The Supreme Judicial Court weighed in on the issue last Friday, using an Essex County case as a guide.
The decision came in the case of “Wallace W.,” a teenager arrested on the North Shore last August on a charge of driving without a license. Wallace’s lawyer asked Salem Juvenile Court Judge Kathryn Phelan-Brown to dismiss the charge and expunge the record of his arraignment, as set out in the new law.
Phelan-Brown declined to dismiss the case, however, noting Wallace W. had been arrested earlier. While he was not convicted, probable cause was found that could have brought the case to trial, meaning it wasn’t a first offense.
Justice Scott Kafker laid it out in writing after the SJC ruled on the issue Friday:
“Consequently, if, as the juvenile argues, a ‘first offense’ ... cannot occur unless there is a prior adjudication of delinquency, and there can never be a final adjudication over the first offense because there is no jurisdiction, the statute would, in effect, create a ‘Catch-22’ and effectively eliminate these misdemeanors as predicates for delinquency adjudications altogether.”
Further confusing the matter, the SJC ruled that while the Legislature likely did not want to give teenagers an infinite number of second chances, a finding of probable cause was not enough to count as a first offense.

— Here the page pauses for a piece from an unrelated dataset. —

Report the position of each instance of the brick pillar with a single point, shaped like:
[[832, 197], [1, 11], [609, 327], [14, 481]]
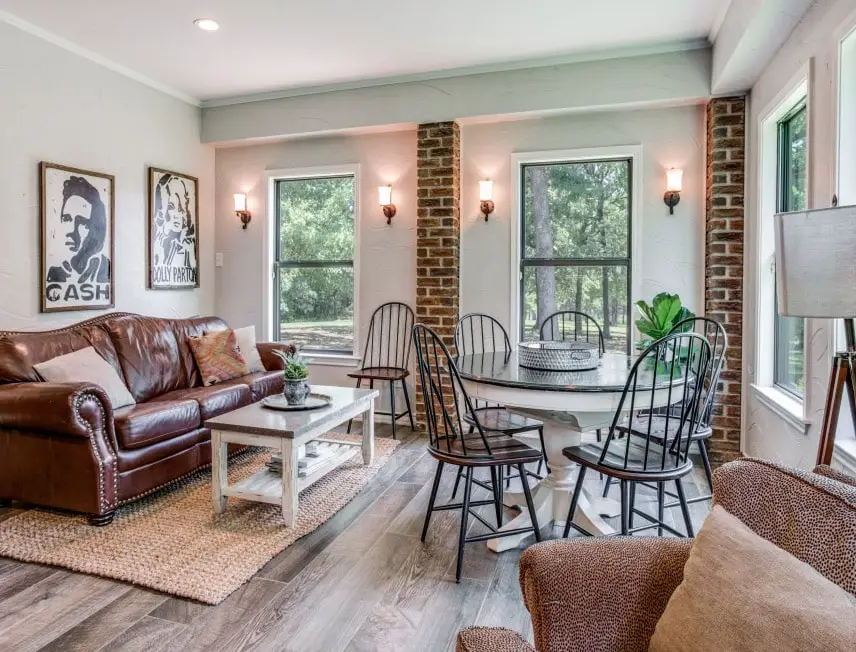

Rather, Kafker wrote, “A ‘first offense’ must be proved beyond a reasonable doubt to have occurred.”
The Essex County district attorney’s office wants to see the loophole closed.
“We believe it’s clear that their intention was not decriminalization, but to allow juveniles to have a second chance,” said Carrie Kimball, spokeswoman for District Attorney Jonathan Blodgett. “That is an intention we share and we have long-standing juvenile and youthful diversion programs in place, with accountability and services to encourage young people to move away from behaviors that bring them to court.”
The state’s public defenders’ agency, meanwhile, has argued the Legislature meant to completely phase out the prosecution of minor for misdemeanor crimes such as shoplifting or driving offenses.
That is clearly not the case.
State Rep. Paul Tucker of Salem has cosponsored a bill to close the loophole, saying “I don’t believe it was ever our intent to decriminalize these offenses.”
Here’s hoping the rest of the Legislature feels the same way, and acts quickly. No one disagrees that it makes sense to keep children and teens out of the court system, if at all possible. But a system that allows infinite second chances works in no one’s best interest.